In Vitro Efficacy Testing Services for Immunodeficiency Disorders
We provide robust and sensitive in vitro screening and characterization platforms for accelerating the discovery and screening of potential therapies for Immunodeficiency Disorders. Our service offers comprehensive functional and biochemical assays to evaluate immune cell function, signaling pathway integrity, and protein interactions that are critical in immunodeficiencies. Key targets include cytokines, immune cell receptors, and enzymes central to immune response modulation and pathogen defense. We assess defects in immune cell activation, signal transduction, and protein-protein interactions associated with the pathological processes underlying immunodeficiency disorders.
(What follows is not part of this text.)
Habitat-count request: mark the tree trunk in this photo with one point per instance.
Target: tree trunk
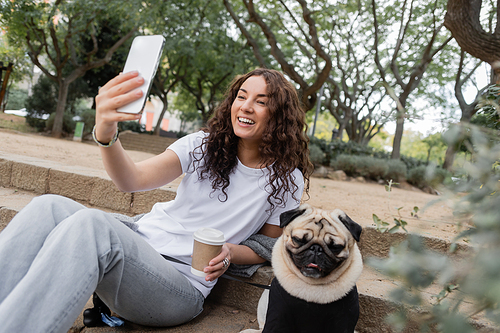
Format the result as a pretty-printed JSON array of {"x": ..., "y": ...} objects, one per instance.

Our portfolio includes a diverse array of in vitro testing methods, such as enzymatic activity, binding affinity, and cell-based functional assays, to thoroughly characterize therapeutic candidates. These methods enable precise measurement of drug efficacy, target engagement, and mechanism of action, supporting both early discovery and lead optimization.
ATP assay: Measures cellular energy status and viability, providing insights into immune cell function and cytotoxicity.
Acetyl-Asp-Glu-Val-Asp-7-amido-4-methylcoumarin substrate assay: Detects caspase activity linked to apoptosis, relevant for assessing immune cell survival.
Acetyl-Leu-Arg-Ser-Arg-7-amino-4-methylcoumarin substrate assay: Evaluates serine protease activity, important for monitoring immune response pathways.
Chemiluminescent assay: Offers sensitive detection of target proteins or enzymatic activity through light emission, supporting high-throughput screening.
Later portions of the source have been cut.